Не сердись. Нельзя такие важные вещи, как писание писем мужу, делать под впечатлением сиюминутного несогласия со мной. Всему виной твой взрывной, а потому и вздорный характер, принесший мне много горя и разочарования. Вот и сейчас ты даже не подумала, что значат для меня эти лишние какие-то десять дней. Здесь состоится сессия, так называемые волошинские чтения, впервые организованные за шестьдесят лет нашей власти. Сюда приедут современники Волошина, современники Алексея Толстого. Весь Коктебель будет жить какой-то праздничной жизнью, не гулянки, конечно, что ты вполне естественно связываешь со словом праздник, а праздник духа, победы чести над тьмой и злобой, сколько лет предавали забвению многие русские имена, в том числе и имя Волошина, а сейчас создана юбилейная комиссия и т. д. и т. п. Ведь в воениздатовской рецензии на мое сочинение прямо говорилось, что я делаю Алексея Толстого учеником Волошина, и это резко осуждалось, конечно. Нужно было делать его учеником Горького, тогда другое дело. Но ты всего этого не знаешь и не понимаешь, потому что никогда за эти девять лет не вникала в мою духовную жизнь, в мои литературные интересы и замыслы. Ты все это время была лишь моей женой, матерью моих детей, но никогда не была моим другом, товарищем по моей литературной судьбе и борьбе, что ли. Отсюда и твое раздражение по поводу того, что ты не можешь сходить подстричься, а я тут занимаюсь всякой ерундой, что тебе тяжело, а я тут вроде бы развлекаюсь и отдыхаю.
Но я твердо надеюсь, что слетит с тебя этот вздорный дух сиюминутности, все взвесишь на весах мудрости и терпения и поймешь, что по-другому я никак не мог поступить, ибо надеюсь здесь повидаться со старушками, которые в Москве и Питере мне недоступны, а здесь мы будем в центре этого события.
Целую, до скорого свидания. Виктор Петелин, член СП СССР.
Это я напоминаю тебе, кто я и что работа для меня много значит в нашей общей жизни.
17 мая 1977».
Примечание.
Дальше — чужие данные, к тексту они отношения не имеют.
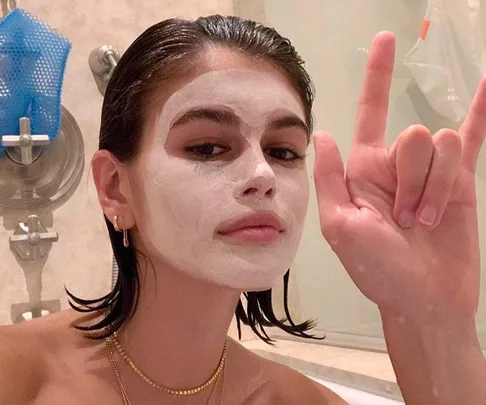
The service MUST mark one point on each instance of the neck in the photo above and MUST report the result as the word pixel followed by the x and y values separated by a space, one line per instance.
pixel 177 334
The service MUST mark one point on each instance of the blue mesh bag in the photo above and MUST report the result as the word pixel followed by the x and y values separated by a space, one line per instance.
pixel 32 62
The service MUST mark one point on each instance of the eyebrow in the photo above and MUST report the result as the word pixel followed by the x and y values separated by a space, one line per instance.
pixel 219 116
pixel 229 118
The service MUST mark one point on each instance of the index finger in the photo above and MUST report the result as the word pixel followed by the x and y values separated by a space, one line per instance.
pixel 473 130
pixel 374 99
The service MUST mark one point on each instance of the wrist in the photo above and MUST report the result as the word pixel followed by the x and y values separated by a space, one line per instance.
pixel 434 333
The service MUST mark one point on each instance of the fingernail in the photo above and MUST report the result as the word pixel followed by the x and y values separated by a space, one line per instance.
pixel 406 219
pixel 428 215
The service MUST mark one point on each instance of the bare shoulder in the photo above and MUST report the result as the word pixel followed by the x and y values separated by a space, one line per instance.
pixel 283 385
pixel 299 389
pixel 21 375
pixel 24 353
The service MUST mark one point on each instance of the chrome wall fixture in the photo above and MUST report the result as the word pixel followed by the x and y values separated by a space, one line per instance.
pixel 102 62
pixel 25 147
pixel 31 240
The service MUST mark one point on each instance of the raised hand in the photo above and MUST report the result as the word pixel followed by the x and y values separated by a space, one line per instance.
pixel 403 221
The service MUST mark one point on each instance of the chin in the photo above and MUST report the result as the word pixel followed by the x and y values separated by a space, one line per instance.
pixel 258 283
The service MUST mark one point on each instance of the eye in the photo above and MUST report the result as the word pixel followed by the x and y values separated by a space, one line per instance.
pixel 206 150
pixel 286 154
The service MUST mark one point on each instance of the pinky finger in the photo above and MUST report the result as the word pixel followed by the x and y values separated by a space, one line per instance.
pixel 441 178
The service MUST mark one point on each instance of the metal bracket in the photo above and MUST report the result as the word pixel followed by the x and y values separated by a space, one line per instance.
pixel 26 142
pixel 30 238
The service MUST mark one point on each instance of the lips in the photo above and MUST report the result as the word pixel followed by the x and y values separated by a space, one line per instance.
pixel 258 219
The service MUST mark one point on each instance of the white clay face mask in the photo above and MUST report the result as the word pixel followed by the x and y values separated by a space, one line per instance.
pixel 187 199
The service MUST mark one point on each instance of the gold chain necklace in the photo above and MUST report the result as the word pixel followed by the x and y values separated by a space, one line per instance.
pixel 126 401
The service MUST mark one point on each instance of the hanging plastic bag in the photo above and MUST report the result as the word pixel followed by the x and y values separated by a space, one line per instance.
pixel 448 59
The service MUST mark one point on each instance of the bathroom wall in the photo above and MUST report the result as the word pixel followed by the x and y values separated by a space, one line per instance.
pixel 333 37
pixel 81 259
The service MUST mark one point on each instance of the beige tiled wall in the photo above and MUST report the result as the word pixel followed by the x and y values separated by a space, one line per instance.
pixel 81 259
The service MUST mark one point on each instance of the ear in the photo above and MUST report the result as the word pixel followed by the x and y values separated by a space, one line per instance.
pixel 111 182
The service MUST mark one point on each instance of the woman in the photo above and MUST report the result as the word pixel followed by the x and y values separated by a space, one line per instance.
pixel 202 179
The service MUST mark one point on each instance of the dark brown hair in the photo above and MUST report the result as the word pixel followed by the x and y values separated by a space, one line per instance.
pixel 167 50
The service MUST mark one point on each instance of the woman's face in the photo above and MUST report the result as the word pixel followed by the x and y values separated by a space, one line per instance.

С грустью и досадой вспоминаю то время... Как я несправедлив был в этом письме. Да, действительно, Галя много внимания уделяла детям, меньше мне, но на первых порах помогала мне в работе над биографией А.Н. Толстого. Я приносил из архива письма Толстого и его родных, а Галя их перепечатывала. Огромная работа, мне оставалось их только прочитывать и использовать в тексте книги. Но ужас был в том, что Галя забеременела, а я в Коктебеле, родители ее подсказывали, что надо сделать аборт: два сына есть, а Виктору Васильевичу – сорок восемь. Галя ждала меня с нетерпением... Какие тут отсрочки... С моим приездом все и разрешилось: родилась дочь, Ольга, такая долгожданная, какие радостные письма писала Галина Ивановна из роддома. Этого не забыть: радость снова вошла в наш дом.
В. Сорокину из Коктебеля.
«Дорогой Валентин Васильевич!
Сколько я ни пытался дозвониться до тебя, как только ты вернулся на работу, ничего не получилось: только что был, вышел, пошел обедать, уехал в комитет, в ЦК и т. д. и т. п. Звонил и домой, тот же результат. А что же будет сейчас, когда ты стал Секретарем к тому же. Просто с шести утра теперь будем занимать очередь. Ну, шутки в сторону, как говорится. От души поздравляю тебя с новой ступенькой твоей крутой и высокой лестницы, по которой ты добрался, пожалуй, только до середины. Желаю тебе добра и счастья.